Various Cooking Styles and How They Affect Nutrition

How do you know whether your cooking style is friendly for nutrition? From chopping to deep frying we tend to cook all the goodness out of our food.

Let’s talk about cooking procedures and how they affect nutrition.

Boil:

People think that this is a healthy process even if the end product is bland. However, throwing away the water you boil in means losing 60 percent of the nutrition of Vitamin B, Vitamin C, and minerals. This is also true of rice. So boil things in just enough water and if there is any extra left, use it to make gravy.

Also, let the water boil first and then put in the rice, lentils or veggies. Always cook on a low fire, with a lid on the pan. You can also use a pressure cooker to boil your food in.

Steam:

This process of cooking retains the most nutrition. Vegetables such as tomato, carrot, and broccoli become more nutritious when you steam them. If you saute the ingredients slightly and then steam them, the dish becomes tastier as well as healthy.

Poach:

Poaching helps retain the nutrition of an egg. You can also poach thin slices of fish and some vegetables (such as carrots and capsicum).

Grill:

You can grill vegetables, fish, and meat, but be careful not to char them. Any charred or blackened part should be removed. Eating such parts can lead to cancer in the breast and pancreas as the process brings about harmful chemical changes in meat and chicken. Grill only the lean cut (low on fat) of meat or chicken.

Saute:

The easiest way is to cook in the saute mode on an induction cooker. You can even do it on low heat on a gas stove. Use olive oil for best nutrition.

Microwave:

Extensive research has shown that cooking in the microwave retains the nutritive value but can make food dry. Sprinkle some water on the food before reheating it to keep it moist. However, never use a plastic or melamine vessel to reheat food in the microwave oven.

So it is evident from the above that no one way of cooking is the best for health as well as taste. One needs to maintain a balance between the various methods of cooking to have tasty as well as healthy foods on a daily basis.

Which is your favorite cooking style? Please do not hesitate to let us know your views in the comment section below.

COMMENTS

  • Katya

    I know all cooking styles but poach. Can you please explain what type of cooking is poach? I only know you can make poached egg and it has something to do with water and vinegar..but apart from that I have no idea. 

    Also, I know a lot of people cook in microwave but I just can’t trust it, it seems so unnatural to me. It is good to know that it keeps nutrients though.

    • GeeEss

      Thanks Katya for all the love showered on the article. 

      Let me explain poaching to you:

      Poaching is not a rolling boil. Poaching, compared to boiling, is a much milder technique. Poaching generally requires that the food is completely submerged in a liquid, such as water, milk, broth or wine, that is kept at a constant and moderate temperature, between 160° and 180°F. 

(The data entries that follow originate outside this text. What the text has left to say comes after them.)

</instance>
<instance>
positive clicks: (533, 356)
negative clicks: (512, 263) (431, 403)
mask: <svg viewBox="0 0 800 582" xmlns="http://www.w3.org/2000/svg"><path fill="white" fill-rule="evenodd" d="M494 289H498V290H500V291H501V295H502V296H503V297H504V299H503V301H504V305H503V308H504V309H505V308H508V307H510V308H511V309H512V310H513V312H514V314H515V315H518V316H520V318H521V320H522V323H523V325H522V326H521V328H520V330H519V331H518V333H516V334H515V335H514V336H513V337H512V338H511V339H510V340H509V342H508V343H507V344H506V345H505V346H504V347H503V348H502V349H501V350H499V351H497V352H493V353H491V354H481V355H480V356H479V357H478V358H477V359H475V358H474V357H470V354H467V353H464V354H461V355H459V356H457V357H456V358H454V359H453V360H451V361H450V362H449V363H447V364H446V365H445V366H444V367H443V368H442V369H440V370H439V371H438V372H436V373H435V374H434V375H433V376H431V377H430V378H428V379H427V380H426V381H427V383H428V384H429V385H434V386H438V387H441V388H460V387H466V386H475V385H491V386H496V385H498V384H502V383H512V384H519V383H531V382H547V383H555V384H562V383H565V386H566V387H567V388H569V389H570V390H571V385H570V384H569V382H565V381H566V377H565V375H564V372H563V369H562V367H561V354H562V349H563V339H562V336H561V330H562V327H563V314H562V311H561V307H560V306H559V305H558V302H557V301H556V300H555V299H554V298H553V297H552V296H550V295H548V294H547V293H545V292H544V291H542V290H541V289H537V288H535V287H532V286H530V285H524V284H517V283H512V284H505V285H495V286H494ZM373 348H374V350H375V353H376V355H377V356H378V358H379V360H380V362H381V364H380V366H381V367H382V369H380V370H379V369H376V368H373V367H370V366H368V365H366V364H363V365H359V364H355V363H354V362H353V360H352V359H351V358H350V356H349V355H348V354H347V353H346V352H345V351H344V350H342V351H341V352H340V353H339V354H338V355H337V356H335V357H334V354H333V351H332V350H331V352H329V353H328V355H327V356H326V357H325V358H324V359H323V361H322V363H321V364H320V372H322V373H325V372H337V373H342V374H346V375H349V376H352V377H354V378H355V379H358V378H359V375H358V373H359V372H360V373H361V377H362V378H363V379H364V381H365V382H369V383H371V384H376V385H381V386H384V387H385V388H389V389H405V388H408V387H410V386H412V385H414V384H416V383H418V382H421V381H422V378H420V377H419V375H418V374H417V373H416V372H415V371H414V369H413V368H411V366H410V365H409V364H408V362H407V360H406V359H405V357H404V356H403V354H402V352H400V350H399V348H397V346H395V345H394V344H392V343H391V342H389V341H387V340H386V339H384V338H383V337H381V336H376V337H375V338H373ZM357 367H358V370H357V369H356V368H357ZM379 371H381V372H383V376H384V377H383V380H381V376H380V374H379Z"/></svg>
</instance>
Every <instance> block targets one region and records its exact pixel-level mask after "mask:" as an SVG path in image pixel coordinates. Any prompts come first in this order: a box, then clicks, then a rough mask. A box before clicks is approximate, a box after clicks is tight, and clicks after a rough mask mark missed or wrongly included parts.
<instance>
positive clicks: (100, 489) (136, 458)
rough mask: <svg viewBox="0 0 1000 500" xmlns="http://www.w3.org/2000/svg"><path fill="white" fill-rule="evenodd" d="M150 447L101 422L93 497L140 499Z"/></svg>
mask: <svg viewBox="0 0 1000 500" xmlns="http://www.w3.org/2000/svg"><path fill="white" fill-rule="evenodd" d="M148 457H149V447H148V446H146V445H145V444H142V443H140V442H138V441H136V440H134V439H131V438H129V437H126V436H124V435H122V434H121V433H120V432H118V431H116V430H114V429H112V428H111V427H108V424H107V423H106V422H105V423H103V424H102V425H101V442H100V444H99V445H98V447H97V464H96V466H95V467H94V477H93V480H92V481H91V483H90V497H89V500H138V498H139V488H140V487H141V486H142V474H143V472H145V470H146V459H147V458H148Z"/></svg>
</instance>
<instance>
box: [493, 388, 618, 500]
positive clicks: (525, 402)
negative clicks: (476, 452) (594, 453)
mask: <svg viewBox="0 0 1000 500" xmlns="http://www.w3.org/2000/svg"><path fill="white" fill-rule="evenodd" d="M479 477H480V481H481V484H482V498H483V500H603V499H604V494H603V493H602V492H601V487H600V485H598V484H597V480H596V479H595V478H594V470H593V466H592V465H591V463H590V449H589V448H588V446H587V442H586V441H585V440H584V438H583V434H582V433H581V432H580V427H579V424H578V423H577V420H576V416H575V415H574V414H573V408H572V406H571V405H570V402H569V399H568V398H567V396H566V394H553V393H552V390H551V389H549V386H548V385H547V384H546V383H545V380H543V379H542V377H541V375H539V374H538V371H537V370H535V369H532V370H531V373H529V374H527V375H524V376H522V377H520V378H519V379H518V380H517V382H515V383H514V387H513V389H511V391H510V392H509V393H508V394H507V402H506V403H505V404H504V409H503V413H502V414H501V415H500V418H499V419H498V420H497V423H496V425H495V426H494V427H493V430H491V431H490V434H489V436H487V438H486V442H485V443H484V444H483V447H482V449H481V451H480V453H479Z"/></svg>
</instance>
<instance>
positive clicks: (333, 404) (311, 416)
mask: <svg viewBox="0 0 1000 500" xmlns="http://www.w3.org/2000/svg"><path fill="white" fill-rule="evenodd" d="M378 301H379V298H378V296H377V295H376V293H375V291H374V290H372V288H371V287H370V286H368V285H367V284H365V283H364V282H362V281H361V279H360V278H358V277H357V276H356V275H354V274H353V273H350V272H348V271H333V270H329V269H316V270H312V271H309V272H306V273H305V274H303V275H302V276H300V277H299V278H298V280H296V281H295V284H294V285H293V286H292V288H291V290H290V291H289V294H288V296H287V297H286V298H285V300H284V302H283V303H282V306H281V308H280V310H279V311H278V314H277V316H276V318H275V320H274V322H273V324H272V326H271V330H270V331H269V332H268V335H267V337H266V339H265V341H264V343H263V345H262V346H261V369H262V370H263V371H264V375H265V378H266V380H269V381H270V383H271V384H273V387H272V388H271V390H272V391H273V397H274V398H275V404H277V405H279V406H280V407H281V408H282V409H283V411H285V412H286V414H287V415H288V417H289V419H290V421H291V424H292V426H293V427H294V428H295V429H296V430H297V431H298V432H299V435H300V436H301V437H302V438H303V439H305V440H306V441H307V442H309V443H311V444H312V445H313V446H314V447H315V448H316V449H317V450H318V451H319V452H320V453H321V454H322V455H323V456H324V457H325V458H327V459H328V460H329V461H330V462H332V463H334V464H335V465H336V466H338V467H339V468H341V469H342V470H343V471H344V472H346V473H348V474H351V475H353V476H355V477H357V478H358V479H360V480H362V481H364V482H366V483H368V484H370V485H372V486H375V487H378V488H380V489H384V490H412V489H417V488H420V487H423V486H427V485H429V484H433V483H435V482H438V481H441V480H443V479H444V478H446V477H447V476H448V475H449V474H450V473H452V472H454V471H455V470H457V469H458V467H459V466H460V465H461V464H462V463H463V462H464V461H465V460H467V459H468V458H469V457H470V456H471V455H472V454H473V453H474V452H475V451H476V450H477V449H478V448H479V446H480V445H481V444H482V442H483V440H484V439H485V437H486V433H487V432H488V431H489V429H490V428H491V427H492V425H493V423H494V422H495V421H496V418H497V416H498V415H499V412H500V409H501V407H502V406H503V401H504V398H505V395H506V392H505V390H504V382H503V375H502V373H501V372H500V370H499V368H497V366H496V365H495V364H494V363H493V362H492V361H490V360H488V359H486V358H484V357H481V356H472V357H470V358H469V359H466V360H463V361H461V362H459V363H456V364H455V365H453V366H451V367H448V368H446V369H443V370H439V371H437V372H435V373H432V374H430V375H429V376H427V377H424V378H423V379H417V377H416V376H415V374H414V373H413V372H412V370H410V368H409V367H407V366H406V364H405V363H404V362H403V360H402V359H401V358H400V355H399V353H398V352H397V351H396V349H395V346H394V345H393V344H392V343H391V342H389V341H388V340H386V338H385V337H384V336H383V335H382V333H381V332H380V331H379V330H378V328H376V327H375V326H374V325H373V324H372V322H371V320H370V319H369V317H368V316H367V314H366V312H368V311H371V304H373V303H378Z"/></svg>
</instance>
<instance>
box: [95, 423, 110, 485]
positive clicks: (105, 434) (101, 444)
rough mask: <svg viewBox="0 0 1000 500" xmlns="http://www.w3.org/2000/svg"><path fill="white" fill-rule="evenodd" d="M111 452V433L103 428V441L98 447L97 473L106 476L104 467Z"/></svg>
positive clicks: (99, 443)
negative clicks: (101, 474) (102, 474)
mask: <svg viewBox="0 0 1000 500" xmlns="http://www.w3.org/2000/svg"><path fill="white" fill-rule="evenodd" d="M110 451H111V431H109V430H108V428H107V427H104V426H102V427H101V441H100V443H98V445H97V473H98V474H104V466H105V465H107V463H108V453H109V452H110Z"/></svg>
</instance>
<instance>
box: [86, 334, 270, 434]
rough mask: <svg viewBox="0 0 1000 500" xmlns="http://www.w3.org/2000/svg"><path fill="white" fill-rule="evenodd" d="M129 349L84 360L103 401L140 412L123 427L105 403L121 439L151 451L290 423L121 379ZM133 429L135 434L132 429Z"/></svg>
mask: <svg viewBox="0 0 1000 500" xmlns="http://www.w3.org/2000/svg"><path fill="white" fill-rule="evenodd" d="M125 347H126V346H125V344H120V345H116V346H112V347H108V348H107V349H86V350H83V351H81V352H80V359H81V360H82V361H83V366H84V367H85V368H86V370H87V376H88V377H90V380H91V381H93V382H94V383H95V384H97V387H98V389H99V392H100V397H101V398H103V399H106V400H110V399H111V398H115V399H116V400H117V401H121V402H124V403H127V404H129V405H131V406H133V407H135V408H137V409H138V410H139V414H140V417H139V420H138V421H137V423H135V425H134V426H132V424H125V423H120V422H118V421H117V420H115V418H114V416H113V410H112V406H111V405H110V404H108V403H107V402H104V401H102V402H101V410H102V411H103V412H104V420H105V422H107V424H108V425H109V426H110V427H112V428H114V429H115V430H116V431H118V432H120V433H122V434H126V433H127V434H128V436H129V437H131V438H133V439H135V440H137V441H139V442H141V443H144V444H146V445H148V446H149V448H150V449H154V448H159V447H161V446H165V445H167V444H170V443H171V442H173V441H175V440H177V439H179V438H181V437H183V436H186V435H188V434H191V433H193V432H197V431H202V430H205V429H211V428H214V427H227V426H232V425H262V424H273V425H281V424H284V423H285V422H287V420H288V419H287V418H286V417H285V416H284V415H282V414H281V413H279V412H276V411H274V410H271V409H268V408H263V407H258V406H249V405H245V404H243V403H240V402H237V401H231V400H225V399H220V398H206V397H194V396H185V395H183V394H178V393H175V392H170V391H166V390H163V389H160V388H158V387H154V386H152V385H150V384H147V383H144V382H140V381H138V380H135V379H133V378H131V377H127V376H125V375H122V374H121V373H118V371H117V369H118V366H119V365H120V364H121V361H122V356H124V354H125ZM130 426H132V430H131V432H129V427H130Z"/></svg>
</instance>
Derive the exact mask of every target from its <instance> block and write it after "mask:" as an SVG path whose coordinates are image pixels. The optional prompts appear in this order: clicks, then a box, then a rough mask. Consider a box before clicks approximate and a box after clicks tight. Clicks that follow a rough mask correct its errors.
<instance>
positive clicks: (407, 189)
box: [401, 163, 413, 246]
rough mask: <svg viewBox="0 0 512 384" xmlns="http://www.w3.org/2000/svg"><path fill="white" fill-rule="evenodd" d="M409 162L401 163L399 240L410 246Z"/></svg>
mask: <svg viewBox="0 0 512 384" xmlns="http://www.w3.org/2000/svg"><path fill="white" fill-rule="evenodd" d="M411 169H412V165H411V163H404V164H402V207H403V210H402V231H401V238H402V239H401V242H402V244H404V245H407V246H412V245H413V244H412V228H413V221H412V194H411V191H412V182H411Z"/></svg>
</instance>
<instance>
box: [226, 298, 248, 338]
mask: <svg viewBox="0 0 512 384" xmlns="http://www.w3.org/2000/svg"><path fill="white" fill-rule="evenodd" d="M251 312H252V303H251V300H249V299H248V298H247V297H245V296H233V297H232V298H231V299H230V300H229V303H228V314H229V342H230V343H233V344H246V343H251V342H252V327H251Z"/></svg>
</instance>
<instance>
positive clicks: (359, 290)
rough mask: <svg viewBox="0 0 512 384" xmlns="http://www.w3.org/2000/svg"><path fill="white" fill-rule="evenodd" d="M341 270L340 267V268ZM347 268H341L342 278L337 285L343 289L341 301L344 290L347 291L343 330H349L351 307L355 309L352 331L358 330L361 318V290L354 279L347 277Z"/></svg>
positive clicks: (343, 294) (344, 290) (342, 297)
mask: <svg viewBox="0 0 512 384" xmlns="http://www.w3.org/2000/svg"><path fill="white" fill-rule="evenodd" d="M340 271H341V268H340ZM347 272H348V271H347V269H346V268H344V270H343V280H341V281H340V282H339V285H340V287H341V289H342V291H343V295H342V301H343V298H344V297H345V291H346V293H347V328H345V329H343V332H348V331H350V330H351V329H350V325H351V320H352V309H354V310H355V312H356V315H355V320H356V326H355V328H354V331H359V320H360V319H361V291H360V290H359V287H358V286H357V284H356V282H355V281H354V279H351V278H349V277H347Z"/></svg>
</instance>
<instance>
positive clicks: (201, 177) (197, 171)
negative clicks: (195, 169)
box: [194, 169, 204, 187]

      This is how you cook poached egg:

      1. Heat 2 to 3 inches of water in a large saucepan or deep skillet until it boils. 

      2. Add vinegar and turn down to simmer. 

      3. Break the egg shells gently. 1 at a time, on a saucer or in a cup of custard

      4.Cook the eggs until the whites are fully set and the yolks begin to thicken but not hard, 3 to 5 minutes.

      Hope this helps!

  • Tim Bennett

    Hello Geees,

    I enjoyed your quick roundup of the different cooking styles.

    Of all the styles you mentioned my absolute favorite is steaming.

    Steaming really retains the flavor and I love how easy it is to control how well you want to cook the food.

    It’s also a lot quicker than boiling.

    I had no idea we lost so much flavor through boiling.

    I discovered something new from you!

    Great job!

    Tim

  • Darren

    For me I think I have to say my preferred way of cooking is to boil and then use the water to  make a gravy . 

    I also like my veg crunchy so I try not to over cook them anyway. 

    I never knew that about burnt meat  so that’s an important tip to discover. I normally part boil my chicken then add it to a stir fry.

    Steaming is a good choice and one I’ve neglected. Your post has reminded me to cook this way more.